You know what that mall is like in 2026. No one is there. The food court is…well, we can find something to eat when we leave. The primary function of the restroom is to give homeless people a safe place to clean up. It’s mostly void of activity, but there are still a few stores open and refusing to understand that people aren’t going to show up again tomorrow to rekindle the mall magic of the 1980s.

The guy with the big office at work is like the big box store. He can’t get his mind around the fact that things have permanently changed. Anything he’s selling can be bought online (from my house) at a better price. Some are still handy for administrative things in the same way that Kohl’s is handy for Amazon returns, but that’s about it.

The folks who sporadically populate the cubes, forced into hybrid work, are like Spencer Gifts and Foot Locker. I mean, yeah…they’re still there, but it doesn’t feel like that they feel like they belong.

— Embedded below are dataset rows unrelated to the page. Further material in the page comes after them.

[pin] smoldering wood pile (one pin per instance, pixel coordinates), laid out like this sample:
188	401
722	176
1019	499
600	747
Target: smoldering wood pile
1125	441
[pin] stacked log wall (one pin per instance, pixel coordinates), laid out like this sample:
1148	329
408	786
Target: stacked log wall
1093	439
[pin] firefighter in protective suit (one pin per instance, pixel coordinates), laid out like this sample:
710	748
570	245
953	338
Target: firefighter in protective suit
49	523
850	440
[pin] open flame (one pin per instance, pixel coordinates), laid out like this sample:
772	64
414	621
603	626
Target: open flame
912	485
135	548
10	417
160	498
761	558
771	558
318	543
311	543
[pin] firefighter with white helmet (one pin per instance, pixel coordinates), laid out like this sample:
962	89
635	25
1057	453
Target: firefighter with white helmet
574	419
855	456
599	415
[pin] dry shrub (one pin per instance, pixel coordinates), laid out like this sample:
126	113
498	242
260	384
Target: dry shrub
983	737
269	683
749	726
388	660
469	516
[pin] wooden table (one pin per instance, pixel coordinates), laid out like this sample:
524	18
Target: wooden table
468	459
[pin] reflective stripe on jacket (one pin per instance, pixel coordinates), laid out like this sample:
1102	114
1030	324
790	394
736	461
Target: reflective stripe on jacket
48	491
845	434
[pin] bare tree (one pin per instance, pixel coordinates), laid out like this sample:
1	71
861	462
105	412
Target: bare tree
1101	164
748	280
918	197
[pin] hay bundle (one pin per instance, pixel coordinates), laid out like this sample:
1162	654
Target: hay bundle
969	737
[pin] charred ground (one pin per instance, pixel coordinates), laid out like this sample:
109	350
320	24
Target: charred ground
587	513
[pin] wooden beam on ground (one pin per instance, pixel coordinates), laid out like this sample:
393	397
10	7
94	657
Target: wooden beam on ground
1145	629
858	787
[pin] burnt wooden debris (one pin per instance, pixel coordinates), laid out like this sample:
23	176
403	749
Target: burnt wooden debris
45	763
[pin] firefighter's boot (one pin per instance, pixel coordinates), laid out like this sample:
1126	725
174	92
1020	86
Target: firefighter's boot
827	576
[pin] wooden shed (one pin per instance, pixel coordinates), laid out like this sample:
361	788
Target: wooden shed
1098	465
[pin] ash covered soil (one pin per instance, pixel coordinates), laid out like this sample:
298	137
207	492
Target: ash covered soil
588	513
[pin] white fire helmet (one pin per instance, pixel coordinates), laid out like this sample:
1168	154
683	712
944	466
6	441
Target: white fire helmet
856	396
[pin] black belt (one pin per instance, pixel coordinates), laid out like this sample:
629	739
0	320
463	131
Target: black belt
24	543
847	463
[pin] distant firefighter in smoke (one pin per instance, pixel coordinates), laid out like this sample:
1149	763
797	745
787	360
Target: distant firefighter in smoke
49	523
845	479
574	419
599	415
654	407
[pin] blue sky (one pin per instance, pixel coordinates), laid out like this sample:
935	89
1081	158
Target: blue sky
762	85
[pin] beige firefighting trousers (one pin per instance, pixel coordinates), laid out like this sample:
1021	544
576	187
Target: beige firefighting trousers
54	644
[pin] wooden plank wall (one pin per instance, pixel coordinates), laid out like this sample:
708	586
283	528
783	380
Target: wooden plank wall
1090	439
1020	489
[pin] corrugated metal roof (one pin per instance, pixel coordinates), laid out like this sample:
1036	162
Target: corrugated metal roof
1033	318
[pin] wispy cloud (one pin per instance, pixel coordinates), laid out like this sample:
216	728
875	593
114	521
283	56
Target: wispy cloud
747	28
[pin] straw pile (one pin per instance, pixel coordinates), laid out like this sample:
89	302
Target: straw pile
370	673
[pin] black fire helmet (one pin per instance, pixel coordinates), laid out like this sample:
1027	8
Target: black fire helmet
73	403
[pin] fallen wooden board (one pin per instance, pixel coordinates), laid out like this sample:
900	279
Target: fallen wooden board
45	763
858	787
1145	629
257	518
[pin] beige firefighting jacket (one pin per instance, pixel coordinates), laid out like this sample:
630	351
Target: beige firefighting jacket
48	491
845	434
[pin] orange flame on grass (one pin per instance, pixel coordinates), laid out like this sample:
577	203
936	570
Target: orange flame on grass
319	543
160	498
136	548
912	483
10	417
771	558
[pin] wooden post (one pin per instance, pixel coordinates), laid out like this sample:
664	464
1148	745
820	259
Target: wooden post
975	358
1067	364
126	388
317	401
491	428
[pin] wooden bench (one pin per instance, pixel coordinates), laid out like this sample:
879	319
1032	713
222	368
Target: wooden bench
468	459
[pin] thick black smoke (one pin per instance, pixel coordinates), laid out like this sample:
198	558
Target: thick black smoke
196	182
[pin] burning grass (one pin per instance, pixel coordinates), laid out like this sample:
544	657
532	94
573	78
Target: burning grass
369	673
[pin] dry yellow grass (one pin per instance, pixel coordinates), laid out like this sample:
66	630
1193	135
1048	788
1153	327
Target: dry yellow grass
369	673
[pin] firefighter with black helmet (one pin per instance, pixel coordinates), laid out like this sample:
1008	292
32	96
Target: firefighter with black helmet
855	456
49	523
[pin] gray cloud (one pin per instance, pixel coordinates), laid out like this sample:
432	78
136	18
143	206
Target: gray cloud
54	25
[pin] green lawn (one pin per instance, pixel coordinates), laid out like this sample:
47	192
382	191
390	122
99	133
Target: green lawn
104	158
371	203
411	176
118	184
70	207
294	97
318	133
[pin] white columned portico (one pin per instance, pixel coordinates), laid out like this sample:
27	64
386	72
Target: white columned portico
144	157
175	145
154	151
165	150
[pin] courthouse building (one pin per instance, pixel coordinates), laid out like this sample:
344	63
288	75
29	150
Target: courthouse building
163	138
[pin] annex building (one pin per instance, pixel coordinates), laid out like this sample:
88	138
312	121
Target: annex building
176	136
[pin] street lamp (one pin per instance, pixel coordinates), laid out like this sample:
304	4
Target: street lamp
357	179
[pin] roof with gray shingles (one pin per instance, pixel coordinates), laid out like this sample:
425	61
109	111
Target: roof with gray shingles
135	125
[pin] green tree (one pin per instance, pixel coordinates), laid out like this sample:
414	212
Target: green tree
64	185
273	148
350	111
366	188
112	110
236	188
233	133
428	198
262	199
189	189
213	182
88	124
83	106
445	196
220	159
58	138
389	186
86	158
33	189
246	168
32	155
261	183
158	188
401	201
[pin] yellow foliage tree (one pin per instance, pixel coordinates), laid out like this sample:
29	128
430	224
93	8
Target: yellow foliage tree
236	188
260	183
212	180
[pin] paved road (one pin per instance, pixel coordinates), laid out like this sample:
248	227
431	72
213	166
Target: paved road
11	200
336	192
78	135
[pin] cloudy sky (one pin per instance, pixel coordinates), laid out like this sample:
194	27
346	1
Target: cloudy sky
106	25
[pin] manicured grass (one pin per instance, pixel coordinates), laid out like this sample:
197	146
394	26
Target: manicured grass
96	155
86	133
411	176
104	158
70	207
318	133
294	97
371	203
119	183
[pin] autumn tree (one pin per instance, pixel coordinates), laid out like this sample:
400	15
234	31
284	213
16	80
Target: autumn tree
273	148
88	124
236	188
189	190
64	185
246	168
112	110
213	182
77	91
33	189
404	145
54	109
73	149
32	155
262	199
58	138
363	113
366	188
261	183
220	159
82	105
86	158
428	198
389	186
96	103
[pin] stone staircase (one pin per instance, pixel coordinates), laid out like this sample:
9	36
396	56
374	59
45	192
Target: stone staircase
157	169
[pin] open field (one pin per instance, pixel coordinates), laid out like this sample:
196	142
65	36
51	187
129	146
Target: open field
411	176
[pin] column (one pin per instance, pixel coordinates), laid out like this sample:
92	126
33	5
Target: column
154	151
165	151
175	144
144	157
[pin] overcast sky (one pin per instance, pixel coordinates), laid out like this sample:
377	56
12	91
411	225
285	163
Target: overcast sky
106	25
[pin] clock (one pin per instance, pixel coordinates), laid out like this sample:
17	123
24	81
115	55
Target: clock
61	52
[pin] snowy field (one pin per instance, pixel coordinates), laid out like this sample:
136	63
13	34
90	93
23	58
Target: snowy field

Then there are the die-hards that come in every day and decorate their cubes as if nothing has changed. Their entire operating system is built around the in-office model. These folks are GNC.

I’d like the mall to make a comeback, but the biggest reason is so that my kids could have that experience and we could share it. I’d probably go once or twice myself for nostalgia, but would probably get my fill pretty quickly.

That’s how I’d feel if this office was full and bustling again: “Yeah, great…I remember this. But I don’t need it anymore.”

The mall is the way it is because no one wants the mall. You could make the argument that we need the mall (or something similar to it) as a society I guess. But the problem is that people don’t believe there’s a need.

It’s a sales problem. And the mall and the office are not doing a good job of marketing their products.